ブックマンション以外にも、何か聞かれた際には抽象的な話よりも、具体的な話をするようにします。それは目の前で起こっていることを見てもらって、各人に感じてもらい「ブックマンションってこんな感じなのかなと」と解釈してもらいたいと思うからです。

「自分の思想は、、」とか「こういう感じなのです」というのは伝えやすいのですが、僕自身のフィルターがかかって伝える状態になるんですよね。そして、別に僕の見ているものがブックマンションのそのものではないとも初期の段階で思いました。とはいえこうやってテキストにしている段階で、抽象化されてしまっている面もありますが。

ですので、「ブックマンションってどういうお店ですか?」という質問に対しては窮することが多々あります。管理者の立場として見ているブックマンション像、棚を借りてその場で本の提案をされている方が見ているブックマンション像、そしてブックマンションを訪ねてくれるお客さんのブックマンション像は三者三様だと思うんです。
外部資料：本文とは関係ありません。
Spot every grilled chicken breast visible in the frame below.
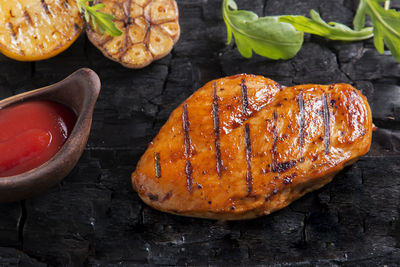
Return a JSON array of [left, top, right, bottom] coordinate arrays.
[[132, 74, 372, 220]]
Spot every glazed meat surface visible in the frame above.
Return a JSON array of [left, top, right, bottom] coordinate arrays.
[[132, 74, 372, 220]]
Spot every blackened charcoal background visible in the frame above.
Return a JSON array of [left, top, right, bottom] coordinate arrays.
[[0, 0, 400, 266]]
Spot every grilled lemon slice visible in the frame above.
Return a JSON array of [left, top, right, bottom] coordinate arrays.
[[0, 0, 84, 61], [86, 0, 180, 68]]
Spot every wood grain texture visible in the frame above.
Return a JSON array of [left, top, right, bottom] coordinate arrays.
[[0, 0, 400, 266]]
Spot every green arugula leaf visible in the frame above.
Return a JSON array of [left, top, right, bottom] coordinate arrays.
[[76, 0, 122, 36], [279, 10, 373, 41], [222, 0, 304, 59], [356, 0, 400, 62]]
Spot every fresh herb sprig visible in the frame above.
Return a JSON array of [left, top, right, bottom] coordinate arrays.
[[76, 0, 122, 37], [222, 0, 400, 62]]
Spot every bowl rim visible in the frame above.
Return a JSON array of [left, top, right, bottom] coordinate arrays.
[[0, 68, 101, 188]]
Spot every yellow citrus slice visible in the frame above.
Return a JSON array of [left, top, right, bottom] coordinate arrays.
[[86, 0, 180, 69], [0, 0, 84, 61]]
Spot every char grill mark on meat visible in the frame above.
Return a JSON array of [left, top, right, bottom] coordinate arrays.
[[154, 152, 161, 178], [322, 94, 331, 154], [182, 102, 193, 194], [244, 123, 253, 195], [297, 92, 305, 162], [271, 111, 278, 172], [241, 78, 249, 115], [213, 82, 222, 178]]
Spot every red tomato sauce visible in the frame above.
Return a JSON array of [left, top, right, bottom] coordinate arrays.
[[0, 100, 76, 177]]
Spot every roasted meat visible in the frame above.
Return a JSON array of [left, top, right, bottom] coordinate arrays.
[[132, 74, 372, 220]]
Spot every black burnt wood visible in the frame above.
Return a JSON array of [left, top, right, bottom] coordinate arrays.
[[0, 0, 400, 266]]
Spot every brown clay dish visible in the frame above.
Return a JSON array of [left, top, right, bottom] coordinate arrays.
[[0, 69, 100, 202]]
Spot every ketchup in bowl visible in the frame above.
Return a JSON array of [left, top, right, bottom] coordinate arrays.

このことをずばり感じられる映画があります。バンテージ・ポイントという映画です。下記のリンク先に記載されている開設にはこう書いてあります。

「スペインで開催されたテロ撲滅の国際サミットに出席したアシュトン米大統領が、大群衆の前で何者かの凶弾に倒れ、続けて現場に仕掛けられていた爆弾が爆発。大統領の警護に当たっていたシークレットサービスのバーンズは、すぐさま犯人の捜索を開始するが……。大統領暗殺の陰謀を複数の異なる視点から描くアクション・サスペンス。」

事件を目撃した複数の人の視点が描かれているもので、同じ空間で同じ事象を目にしているのですが、立場やたっている位置によって全く違った世界を見ています。
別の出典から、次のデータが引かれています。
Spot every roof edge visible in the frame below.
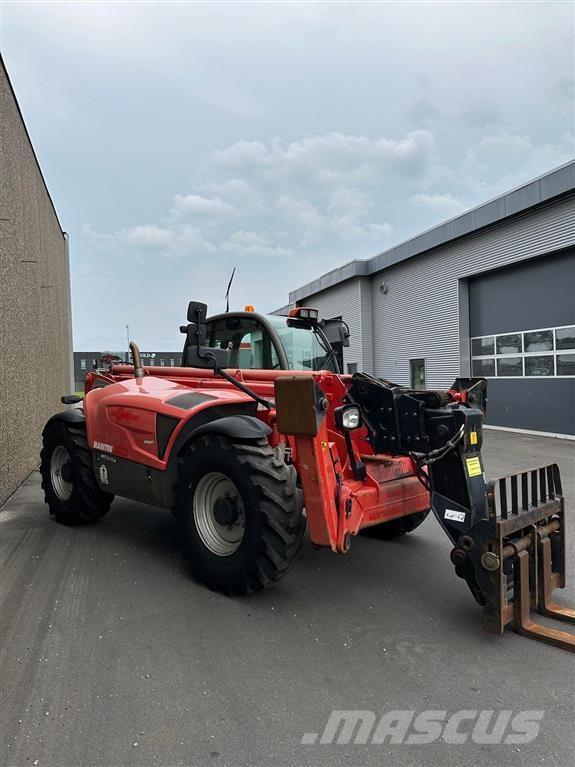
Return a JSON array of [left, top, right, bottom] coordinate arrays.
[[289, 160, 575, 303], [0, 53, 66, 237]]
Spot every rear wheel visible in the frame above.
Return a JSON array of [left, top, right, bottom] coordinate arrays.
[[174, 434, 305, 594], [40, 421, 114, 525], [361, 511, 429, 541]]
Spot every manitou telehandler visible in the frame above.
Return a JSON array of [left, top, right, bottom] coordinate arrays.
[[41, 302, 575, 651]]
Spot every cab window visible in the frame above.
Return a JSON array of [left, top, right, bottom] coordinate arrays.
[[206, 317, 279, 370]]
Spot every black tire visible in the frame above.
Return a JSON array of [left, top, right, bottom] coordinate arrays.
[[40, 421, 114, 525], [174, 434, 305, 595], [361, 511, 429, 541]]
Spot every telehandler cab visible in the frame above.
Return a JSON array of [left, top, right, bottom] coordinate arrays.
[[41, 302, 575, 651]]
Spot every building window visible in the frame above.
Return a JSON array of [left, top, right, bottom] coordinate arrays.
[[409, 359, 425, 389], [472, 325, 575, 383], [496, 333, 523, 354], [497, 357, 523, 376], [525, 354, 555, 376], [555, 326, 575, 350], [471, 336, 495, 357], [556, 354, 575, 376], [472, 357, 495, 378]]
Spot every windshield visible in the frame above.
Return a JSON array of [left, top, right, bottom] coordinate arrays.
[[266, 314, 337, 372]]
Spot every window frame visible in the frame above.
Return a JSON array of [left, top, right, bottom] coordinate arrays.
[[469, 323, 575, 381], [409, 357, 427, 391]]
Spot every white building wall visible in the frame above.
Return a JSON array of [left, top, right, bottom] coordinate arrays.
[[371, 198, 575, 388], [298, 197, 575, 388]]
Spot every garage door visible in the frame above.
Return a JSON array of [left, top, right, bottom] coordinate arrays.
[[469, 249, 575, 434]]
ブックマンションもまさにそうです。たぶん実店舗もネットも全ての場がそうだと思いますが、登場人物ごとに全く違う世界を見ていると思うのです。

僕は「本のある空間を増やす」という思いで取り組んでいますが、ブックマンション像やブックマンションの人格は、たぶん参加してくださっている一棚店主の皆さんや、ブックマンションを訪れる方それぞれが各人で作り上げていっているものだと思っています。

ですのでよく「エピソードの集合体がその場の人格となる」と伝え、エピソードに触れるたびにその像が変化してくると思っています。店舗物件を契約した場の管理者と、棚を借りていただいてい一棚店主の皆さん、そしてブックマンションを訪れてくれるお客さん全てが、立場も関係なく混ざることができるような空間にするのは、エピソードが生まれやすく、また当事者になることでエピソードを感じやすくするためです。

本のある空間ができ、その場が継続するような仕組みを増やし、本を媒介としたエピソードが日本中で数多く生まれたらいいなと思います。